Tra i temi centrali quando si parla di futuro della ristorazione non si può ignorare questo: tutti vogliono essere serviti, ma nessuno vuole più servire. È il punto di estrema sintesi di un mercato che era una volta considerato un comparto meraviglioso, dove ragazzi, giovani e creativi potevano realizzare i loro sogni, creare relazioni con gli altri ed entrare all’interno della società.
La ristorazione vive un momento di crisi, con sempre maggiori richieste e minori risorse, anche umane
Conoscere, conoscersi e crescere. Questo è stato il mondo della ristorazione e del pubblico esercizio, un mondo affascinante che molti di noi, anche persone che poi hanno scelto strade diverse, ricordano e menzionano come un momento di crescita fondamentale e di vera integrazione sociale.
Crisi della ristorazione: un modello non più sostenibile tra costi e cambiamenti
Oggi bisogna prendere atto che un modello di ristorazione come lo abbiamo sempre concepito non ce lo possiamo più permettere. La crisi economica e identitaria che sta affrontando il nostro mondo ci ha allontanato da un modello di cucina più umano, famigliare. Quello della “casa fuori casa”. Una cucina che era espressione di qualità della vita, ma che aveva anche un grande e straordinario ruolo sociale.
Difficoltà economiche e di ricambio generazionale rendono oggi la ristorazione un lavoro molto pesante
Ci ritroviamo invece oggi dopo tanto tempo, complice anche la pandemia, che ha svolto un ruolo di acceleratore, di fronte a un aumento importante dei costi fissi e, di fatto, a un calo degli incassi e con un potere d’acquisto dei nostri potenziali clienti sempre minore. Ci troviamo a combattere con un ricambio generazionale del nostro mestiere che è complicatissimo. E, in più, con le liberalizzazioni che hanno creato una concorrenza sleale e improvvisata, che ha reso fragile questo modello economico, dove i turnover dei locali sono una costante, dove comincia a essere sempre più difficile poter costruire un vero progetto di vita.
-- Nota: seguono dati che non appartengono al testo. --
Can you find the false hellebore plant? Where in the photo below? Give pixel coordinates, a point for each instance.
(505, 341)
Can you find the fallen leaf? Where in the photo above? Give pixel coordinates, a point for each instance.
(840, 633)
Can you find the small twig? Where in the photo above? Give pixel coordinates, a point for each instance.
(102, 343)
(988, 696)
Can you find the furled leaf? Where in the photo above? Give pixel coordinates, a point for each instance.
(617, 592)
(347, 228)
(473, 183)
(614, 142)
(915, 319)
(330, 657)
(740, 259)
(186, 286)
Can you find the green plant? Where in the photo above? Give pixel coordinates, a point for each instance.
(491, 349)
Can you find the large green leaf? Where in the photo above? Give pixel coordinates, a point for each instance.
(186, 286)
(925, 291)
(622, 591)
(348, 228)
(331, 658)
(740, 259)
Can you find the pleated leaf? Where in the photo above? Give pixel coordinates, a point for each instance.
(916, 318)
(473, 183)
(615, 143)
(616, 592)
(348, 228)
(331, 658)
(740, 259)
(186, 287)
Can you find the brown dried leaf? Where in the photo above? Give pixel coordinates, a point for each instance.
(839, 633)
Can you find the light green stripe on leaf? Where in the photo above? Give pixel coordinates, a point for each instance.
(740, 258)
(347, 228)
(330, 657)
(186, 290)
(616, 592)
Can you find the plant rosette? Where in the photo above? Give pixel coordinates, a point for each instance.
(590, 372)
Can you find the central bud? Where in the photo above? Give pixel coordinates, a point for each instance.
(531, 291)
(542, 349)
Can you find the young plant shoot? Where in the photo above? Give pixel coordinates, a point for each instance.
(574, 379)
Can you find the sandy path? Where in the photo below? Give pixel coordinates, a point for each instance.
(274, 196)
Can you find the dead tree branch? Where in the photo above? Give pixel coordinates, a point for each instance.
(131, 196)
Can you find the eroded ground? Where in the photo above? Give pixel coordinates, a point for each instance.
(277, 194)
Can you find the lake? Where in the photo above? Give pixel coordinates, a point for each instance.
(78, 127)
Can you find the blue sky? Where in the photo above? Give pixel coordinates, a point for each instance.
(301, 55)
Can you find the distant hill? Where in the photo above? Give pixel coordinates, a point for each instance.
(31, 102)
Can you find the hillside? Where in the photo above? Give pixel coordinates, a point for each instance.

Troppa offerta e troppa improvvisazione.
Lavoro nella ristorazione: tra sostenibilità economica e perdita di attrattività
Partendo dal presupposto che la ristorazione è comunque un’attività commerciale e come tale deve produrre utile a chi la gestisce, e se questo non accade si va persino in perdita, è chiaro che quel sogno con cui si è cominciato diventa presto un incubo e viene meno la voglia di continuare. Vediamo sempre più grandi e piccole storie in questo senso. Sogni che si interrompono, che chiudono.
La mancanza di marginalità porta sempre più attività ristorative a chiudere
Il nostro è un mestiere faticoso, questo è chiaro, ma è anche un mestiere straordinario, bellissimo, che però non riesce più ad attrarre. Occorre allora una riflessione dall’alto su un modello che non sa più interpretare i bisogni di un mercato profondamente cambiato, con scarsa produttività e marginalità, che si riversa poi su salari forse inadeguati.
Politiche e mercato: il nodo delle competenze e del valore del lavoro
E su questo c’è una responsabilità legata alla mancanza di politiche attive che possano eliminare la simmetria del mercato, dove chiunque fa le stesse cose, anche se con regole, professionalità e competenze diverse. Occorre restituire valore al cibo, alle professionalità, alle competenze e bisogna in qualche modo riportare valore culturale al senso del lavoro.
Io ritengo che non si possa più assistere da testimoni impotenti mentre vengono annullati i nostri punti di forza. Il settore ha gli stipendi più bassi d’Europa, con il costo del lavoro più alto del mondo.
L'impegno a fronte di scarsi guadagni generano insoddisfazione nei giovani della ristorazione
Se non ritroviamo motivazioni e sogni che possano portare i giovani a fare il nostro mestiere, a impararlo, e a questi giovani non facciamo guadagnare di più, abbattendo il costo del lavoro, io ho paura che a lungo andare sceglieranno lavori meno impegnativi, con meno fatiche serali e festive.
Il futuro del settore: serve un impegno politico per salvare la ristorazione
Le imprese da sole non potranno mai farcela, quindi occorre anche un impegno politico, con azioni mirate a qualificare, incentivare e valorizzare un comparto che è la casa fuori casa degli italiani e che da sempre identifica lo stile italiano, unico al mondo, che va protetto, come bene materiale e immateriale. Altrimenti, avremo perso tutti.